Encontrado o lugar, arrumo o pequeno
saco no compartimento em cima. Está quase vazio, uma carteira, os meus
documentos – vou precisar deles – uma garrafa de água. Oiço as conversas que me
rodeiam nitidamente, mas ninguém me dá mais atenção do que a que quero e que é
a que merece uma mulher que viaja sozinha. Com cuidado, arrumo-me no assento. O
meu corpo que vem recuperando lentamente acusa o esforço, doem-me ainda certos
movimentos, ainda me sinto presa. Foi uma convalescença difícil e muito
demorada. Estive tão maltratada, tão ferida. A autonomia de que disponho hoje é-me
preciosa, gosto de me sentir livre outra vez. Recosto-me e volto a ajeitar-me à
procura de um conforto que não pode ser total, mas encontrei-o. Estou instalada
e sem querer solto um suspiro profundo que estava entalado no meu peito. Liberto-me.
Tiro um pequeno aparelho do bolso, ponho os fones, e a música de Chopin,
noturna, enche-me os ouvidos. Para além do prazer do meu compositor favorito,
afastarão quem quiser meter conversa.
Sinto o autocarro estremecer
enquanto, lento, se põe em movimento. O motorista manobra com cuidado no espaço
apertado da garagem.
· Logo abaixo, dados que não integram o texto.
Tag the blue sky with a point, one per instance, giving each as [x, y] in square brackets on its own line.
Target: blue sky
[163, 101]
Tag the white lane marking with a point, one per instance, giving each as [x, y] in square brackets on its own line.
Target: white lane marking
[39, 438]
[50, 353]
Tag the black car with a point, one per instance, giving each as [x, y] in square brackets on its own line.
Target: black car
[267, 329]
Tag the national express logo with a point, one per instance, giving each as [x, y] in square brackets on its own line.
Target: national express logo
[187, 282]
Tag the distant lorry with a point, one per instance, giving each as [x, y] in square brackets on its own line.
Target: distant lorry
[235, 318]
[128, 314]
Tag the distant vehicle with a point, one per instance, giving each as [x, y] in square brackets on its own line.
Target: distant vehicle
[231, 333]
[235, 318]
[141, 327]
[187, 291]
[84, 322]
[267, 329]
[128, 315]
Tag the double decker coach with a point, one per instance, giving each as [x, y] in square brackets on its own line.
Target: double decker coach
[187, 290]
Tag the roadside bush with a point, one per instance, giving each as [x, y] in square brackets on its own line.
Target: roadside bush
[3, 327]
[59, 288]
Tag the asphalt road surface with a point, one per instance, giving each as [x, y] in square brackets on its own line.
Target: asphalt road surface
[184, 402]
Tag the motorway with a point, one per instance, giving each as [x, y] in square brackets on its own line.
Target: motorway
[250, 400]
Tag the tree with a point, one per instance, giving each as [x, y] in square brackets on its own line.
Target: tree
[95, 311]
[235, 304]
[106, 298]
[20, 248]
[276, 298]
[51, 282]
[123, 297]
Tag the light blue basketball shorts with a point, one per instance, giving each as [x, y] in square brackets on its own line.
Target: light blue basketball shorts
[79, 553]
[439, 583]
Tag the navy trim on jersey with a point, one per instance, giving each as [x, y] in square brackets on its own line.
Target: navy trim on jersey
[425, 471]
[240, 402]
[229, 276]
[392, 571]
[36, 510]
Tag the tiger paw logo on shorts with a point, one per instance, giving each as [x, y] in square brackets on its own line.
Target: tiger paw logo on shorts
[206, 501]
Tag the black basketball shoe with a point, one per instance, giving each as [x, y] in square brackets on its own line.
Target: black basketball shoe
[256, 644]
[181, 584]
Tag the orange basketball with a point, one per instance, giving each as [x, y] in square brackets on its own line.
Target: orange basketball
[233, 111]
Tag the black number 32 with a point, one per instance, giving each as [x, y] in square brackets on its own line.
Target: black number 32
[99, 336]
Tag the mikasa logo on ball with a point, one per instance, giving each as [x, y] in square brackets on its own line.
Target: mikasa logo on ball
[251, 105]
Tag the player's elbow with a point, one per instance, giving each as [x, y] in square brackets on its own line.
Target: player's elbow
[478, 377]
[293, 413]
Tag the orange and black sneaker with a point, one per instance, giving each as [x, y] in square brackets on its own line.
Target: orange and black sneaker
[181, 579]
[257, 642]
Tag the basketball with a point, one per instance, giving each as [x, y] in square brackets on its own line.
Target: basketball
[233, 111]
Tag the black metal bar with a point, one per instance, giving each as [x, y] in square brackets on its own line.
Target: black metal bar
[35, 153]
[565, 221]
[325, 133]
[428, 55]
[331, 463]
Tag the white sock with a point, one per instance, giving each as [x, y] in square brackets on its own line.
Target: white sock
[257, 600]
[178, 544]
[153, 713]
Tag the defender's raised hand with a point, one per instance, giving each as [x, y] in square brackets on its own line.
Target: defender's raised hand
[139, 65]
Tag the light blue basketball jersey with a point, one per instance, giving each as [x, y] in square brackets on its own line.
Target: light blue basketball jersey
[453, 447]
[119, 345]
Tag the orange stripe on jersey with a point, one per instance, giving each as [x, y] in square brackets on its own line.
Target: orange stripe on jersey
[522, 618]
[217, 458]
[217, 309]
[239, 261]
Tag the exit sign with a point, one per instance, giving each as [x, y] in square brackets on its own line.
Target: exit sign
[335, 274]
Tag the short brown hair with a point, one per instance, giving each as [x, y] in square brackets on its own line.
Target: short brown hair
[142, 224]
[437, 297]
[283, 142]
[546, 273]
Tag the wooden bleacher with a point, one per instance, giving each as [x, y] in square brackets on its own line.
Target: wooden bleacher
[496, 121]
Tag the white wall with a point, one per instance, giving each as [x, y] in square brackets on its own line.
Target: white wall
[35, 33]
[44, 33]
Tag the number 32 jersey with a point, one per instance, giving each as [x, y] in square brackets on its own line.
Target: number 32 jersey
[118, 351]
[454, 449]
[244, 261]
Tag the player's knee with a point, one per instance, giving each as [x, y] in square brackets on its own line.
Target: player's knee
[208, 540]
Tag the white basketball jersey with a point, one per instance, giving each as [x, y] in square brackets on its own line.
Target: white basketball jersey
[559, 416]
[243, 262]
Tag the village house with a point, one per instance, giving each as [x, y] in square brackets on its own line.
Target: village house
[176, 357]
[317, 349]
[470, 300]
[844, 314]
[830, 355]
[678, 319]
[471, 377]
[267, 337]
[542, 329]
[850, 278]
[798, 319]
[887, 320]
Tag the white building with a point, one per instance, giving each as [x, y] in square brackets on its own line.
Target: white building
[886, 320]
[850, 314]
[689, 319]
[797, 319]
Quando sai para o sol quente da tarde, a luminosidade
conforta-me. Olho pelo vidro e vejo os carros parados na faixa contrária. Uma
mulher jovem fala com exuberância, ri e gesticula. Está ao telefone, vejo o fio
do auricular. Parece louca numa cela de isolamento, alienada. É bonita. As árvores
do espaço que separa as faixas de rodagem têm o tronco escuro, muito escuro, a
folhagem pouco densa e as campânulas violáceas lançam na rua uma miríade de
sombras que os transeuntes procuram para se aliviar do calor sufocante. Digo
mentalmente o nome das árvores, porque sempre gostei da sonoridade: jacarandás.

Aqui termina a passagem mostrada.